On Thursday, President Obama and his family departed Washington for Martha's Vineyard and a 10-day vacation. Congress adjourned August 8 for its monthlong recess only after passing the last-minute debt deal. August is a notoriously slow month in Washington, with most media attention this year focused on the campaign trail of the Republican 2012 presidential candidates. Nevertheless, many criticized Obama’s vacation—especially since Martha's Vineyard is an enclave of wealth and prosperity—while national unemployment remains at a staggering 9.1 percent. However, as Ken Walsh points out, GOP predecessors George W. Bush and Ronald Reagan had accumulated 180 and 112 vacation days, respectively, by this point in their terms. By the end of his holiday, Obama will have taken 71 vacation days. (Democrat Bill Clinton had taken only 28 days by this point of his presidency.) Susan Milligan defends Obama’s need for a break. She argues:
For presidents—especially the recent ones, who have undergone extreme stress from events ranging from 9-11 to the financial meltdowns—a vacation is not just a deserved break, it's an absolute necessity.

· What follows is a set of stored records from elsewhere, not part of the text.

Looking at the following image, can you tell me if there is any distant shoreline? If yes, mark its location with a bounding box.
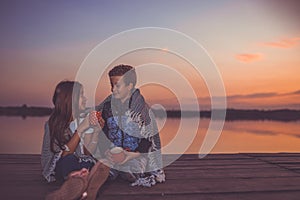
[0,104,300,121]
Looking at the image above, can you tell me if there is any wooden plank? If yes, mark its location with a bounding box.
[0,154,300,200]
[98,191,300,200]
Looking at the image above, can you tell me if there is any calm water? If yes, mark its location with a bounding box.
[0,116,300,154]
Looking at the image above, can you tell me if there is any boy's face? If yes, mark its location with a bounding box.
[109,76,132,102]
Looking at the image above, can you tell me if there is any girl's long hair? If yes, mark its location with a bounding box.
[49,81,82,153]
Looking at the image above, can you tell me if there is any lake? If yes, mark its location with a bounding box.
[0,116,300,154]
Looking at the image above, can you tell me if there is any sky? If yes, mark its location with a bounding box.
[0,0,300,109]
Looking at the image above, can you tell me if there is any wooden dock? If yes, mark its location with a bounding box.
[0,153,300,200]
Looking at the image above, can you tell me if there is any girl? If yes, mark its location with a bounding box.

Meanwhile, Mary Kate Cary asserts that Obama should have at least presented a job plan before jetting off to his ritzy vacation. Whether he deserves it or not, Obama's summer break might be bad for his re-election effort. Warns Ken Walsh: Obama should be wary of repeating the mistakes of the last one-term president, George H.W. Bush, who vacationed in Kennebunkport, Maine, in similar times of national economic woe.